7. It is clear in our view that the Tribunal erred. The Secretary of State did have the appellant’s statements before her when the decision was taken. She erred in failing to have regard to them. The Tribunal erred also in concluding that they were not before the Secretary of State.
8. We would observe that this was a paper appeal and the Secretary of State notwithstanding having been served with the appeal papers took no part in it. Had she done so she would no doubt have confirmed the position that has now been confirmed, namely that the statements were before the Secretary of State. If that had been made clear the risk of the First-tier Tribunal making this error would, we trust, have been eliminated.
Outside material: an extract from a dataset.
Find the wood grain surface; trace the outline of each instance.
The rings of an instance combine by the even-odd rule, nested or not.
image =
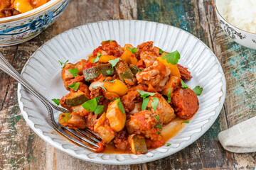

9. We allow the appeal and we set aside the Tribunal’s decision. We allow the appeal against the Secretary of State and we direct that the Secretary of State grant leave to the appellant.
10. We turn now to the appeal of Mr Onuoha. His appeal is contingent upon that of the first appellant as she is his partner. The second appellant arrived in the United Kingdom in November 2008 with a one year student visa covering the period September 2008 to September 2009 to study a three year electrical engineering degree course. His visa was then extended until 2011 to enable him to complete his course.
11. On 14 November 2011, prior to the expiry of his visa, he applied for leave to remain as a dependant of a Tier 4 Migrant. By virtue of various appeals his status changed so that he was granted leave to remain in line with his partner’s visa and this gave him right to remain until 7 October 2013.
12. On 1 October 2013 he applied for leave to remain as a Tier 4 Student. This was refused upon the basis that his partner did not meet the requirements in the Rules. It therefore necessarily follows from the fact that we have allowed the first appeal that we allow the second appeal, and we make the same ruling in relation to the second appeal as we have made in relation to the first appeal.